A good lesson in human computer interfaces: the complexity of executing a task should be proportional to the complexity of undoing it.
Former US House candidate, TN-5
Yes, indeed, we should bitchslap the lawmakers. Maybe have Hulk Hogan teach them a few new moves, preferably painful ones that leave bruises.
I disagree that corporations should be given a free pass on unethical or illegal behavior just because it's in the interests of the stockholders. If you think about it, it is just that attitude that has brought corporate America to it's knees. "Go ahead, Mr. CEO, use every weapon available to you so long as the stock price doesn't drop, and don't worry about that 'ethics' thing, because if you get too concerned about wrongdoing we'll just fire your ass and bring in someone less scrupulous." How is that beneficial to anyone but the stockholder? In fact, long term, it's not beneficial to anyone, including the stockholders. Well, other than upper management, that is, who are generally so insulated from the effects of their actions that it doesn't much matter to them.
Worse yet, the reason that U.S. patent law is up the creek is Amazon's fault! Amazon and all the rest of the corporations that went to Washington and bought changes to patent law, and the funding changes to the USPTO itself. Those were things that Congress would never have thought up on its own: they were pushed into it by corporations that wanted to gain even more control over America's intellectual capital.
So far as I'm concerned, Jeff Bezos, Amazon, and all the other companies run by sociopaths can go to Hell. Create, invent, and compete on your merits: if you can't do that you don't deserve to be in business. The granting of, and enforcement of, utterly baseless patents doesn't do anything but force the transfer of our wealth to people that have no right to it.
Jeff Bezos should be fired for being an antisocial jackass with criminal tendencies. He, and those like him, are running the United States into the ground, because they aren't leaving any room in their thought processes for anyone but themselves.
Look up the term "enlightened capitalism" sometime, look at the positive effects that it brought to Western civilization, and think for yourself how little it applies to Bezos and people of his caliber.
The higher the technology, the sharper that two-edged sword.
They aren't patenting the general concept of automatic identification and charging of a customer based on a pre-shared secret, which would include any kind of bar tab system, as well as many other kinds of financial transactions.

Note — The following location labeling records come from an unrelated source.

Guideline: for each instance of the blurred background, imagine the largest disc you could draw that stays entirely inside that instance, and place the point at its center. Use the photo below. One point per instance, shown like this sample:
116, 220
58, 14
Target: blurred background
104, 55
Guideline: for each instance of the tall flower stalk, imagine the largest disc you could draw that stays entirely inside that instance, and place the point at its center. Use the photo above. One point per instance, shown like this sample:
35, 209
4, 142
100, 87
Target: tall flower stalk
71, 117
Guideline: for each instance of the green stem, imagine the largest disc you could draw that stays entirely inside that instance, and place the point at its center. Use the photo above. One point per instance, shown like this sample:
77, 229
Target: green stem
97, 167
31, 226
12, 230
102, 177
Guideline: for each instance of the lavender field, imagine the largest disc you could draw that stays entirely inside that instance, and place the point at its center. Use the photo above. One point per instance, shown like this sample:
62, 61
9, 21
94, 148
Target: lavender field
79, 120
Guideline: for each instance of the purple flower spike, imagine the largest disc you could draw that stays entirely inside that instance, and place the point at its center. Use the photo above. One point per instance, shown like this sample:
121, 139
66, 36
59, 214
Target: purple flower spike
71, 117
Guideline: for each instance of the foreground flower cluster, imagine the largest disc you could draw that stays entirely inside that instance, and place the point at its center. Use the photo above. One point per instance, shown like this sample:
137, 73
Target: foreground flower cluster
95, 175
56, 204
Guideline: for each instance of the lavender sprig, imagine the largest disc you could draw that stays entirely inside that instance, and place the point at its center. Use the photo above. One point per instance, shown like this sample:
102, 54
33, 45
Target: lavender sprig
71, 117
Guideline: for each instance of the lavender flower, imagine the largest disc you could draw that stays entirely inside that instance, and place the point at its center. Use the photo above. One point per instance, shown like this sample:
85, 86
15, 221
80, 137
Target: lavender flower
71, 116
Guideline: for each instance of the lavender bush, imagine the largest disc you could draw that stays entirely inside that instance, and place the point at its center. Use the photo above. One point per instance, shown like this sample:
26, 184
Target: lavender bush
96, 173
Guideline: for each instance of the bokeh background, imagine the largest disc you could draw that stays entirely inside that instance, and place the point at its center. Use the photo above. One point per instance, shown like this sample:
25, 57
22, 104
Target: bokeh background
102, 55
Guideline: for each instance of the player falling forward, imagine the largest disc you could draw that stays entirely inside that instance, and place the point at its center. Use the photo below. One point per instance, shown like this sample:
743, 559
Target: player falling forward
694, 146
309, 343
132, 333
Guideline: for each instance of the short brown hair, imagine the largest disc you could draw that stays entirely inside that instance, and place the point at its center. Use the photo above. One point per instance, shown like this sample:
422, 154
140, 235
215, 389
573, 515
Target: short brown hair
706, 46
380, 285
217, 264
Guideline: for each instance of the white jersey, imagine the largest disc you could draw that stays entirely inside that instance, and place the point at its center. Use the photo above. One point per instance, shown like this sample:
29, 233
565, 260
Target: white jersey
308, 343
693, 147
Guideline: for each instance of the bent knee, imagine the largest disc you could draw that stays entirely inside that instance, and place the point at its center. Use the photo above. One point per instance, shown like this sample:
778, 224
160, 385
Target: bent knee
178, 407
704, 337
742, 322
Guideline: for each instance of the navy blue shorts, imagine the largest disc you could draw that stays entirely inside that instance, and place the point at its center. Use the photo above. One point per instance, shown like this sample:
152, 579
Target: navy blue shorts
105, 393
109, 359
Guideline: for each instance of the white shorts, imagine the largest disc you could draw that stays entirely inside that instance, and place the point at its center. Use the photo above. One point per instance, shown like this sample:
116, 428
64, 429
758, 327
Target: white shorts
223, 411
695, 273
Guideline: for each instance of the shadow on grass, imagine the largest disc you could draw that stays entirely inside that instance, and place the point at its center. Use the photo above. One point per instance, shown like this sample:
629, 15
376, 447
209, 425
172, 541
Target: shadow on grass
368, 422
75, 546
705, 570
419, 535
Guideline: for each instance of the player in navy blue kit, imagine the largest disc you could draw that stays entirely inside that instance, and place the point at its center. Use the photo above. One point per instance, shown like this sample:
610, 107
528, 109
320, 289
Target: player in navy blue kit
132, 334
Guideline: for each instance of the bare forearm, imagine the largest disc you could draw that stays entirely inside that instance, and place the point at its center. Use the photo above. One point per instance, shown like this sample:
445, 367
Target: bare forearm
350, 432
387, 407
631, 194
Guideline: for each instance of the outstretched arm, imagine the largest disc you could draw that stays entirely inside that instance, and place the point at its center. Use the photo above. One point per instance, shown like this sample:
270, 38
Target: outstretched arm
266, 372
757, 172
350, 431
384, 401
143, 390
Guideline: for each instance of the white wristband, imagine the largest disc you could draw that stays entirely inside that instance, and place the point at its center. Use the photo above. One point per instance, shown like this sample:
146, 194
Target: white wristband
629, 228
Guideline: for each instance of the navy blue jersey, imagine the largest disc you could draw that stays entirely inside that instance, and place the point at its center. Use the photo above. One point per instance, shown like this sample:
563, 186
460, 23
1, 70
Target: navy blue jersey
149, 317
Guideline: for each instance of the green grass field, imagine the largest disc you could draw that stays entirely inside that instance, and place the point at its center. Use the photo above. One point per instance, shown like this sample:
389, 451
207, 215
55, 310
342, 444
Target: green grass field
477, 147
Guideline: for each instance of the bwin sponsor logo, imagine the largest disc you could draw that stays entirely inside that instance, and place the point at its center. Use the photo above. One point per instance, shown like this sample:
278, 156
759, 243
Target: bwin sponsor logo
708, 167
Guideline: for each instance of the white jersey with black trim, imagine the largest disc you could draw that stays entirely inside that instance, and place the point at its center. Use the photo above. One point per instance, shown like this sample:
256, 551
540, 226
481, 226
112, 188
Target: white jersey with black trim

They're patenting the specific method of using a web browser that supports cookies to provide customer identification information along with the HTTP request representing clicking the "Order now!" button, allowing the server to automatically look up the billing info associated with that customer and fulfill the order without any further customer action.
It's a very broad patent that covers any pretty much any online store that uses cookies to identify customers, but it doesn't cover anything not involving the a web browser, web server and cookies. That's why (according to XLawyer's logic) Amazon included the Norm quotes page, as an example of a system that, while similar in concept, is different enough to not invalidate Amazon's claim to originality. It's a bit of a long shot, but out of all the theories I've read today, I think it's the one that makes the most sense. The purpose of Amazon listing prior art on their paperwork isn't to try to invalidate their own patent, it's to clarify the scope and show that their idea is different enough from previous implementations to merit a patent. It's Amazon saying "These are things that may have influenced our concept, but are different enough to be unique."
That said, I don't think Amazon's patent should be ruled valid, and I hope that the USPTO recognizes that the patent is overly broad and covers many situations that have been happening since browsers started supporting cookies.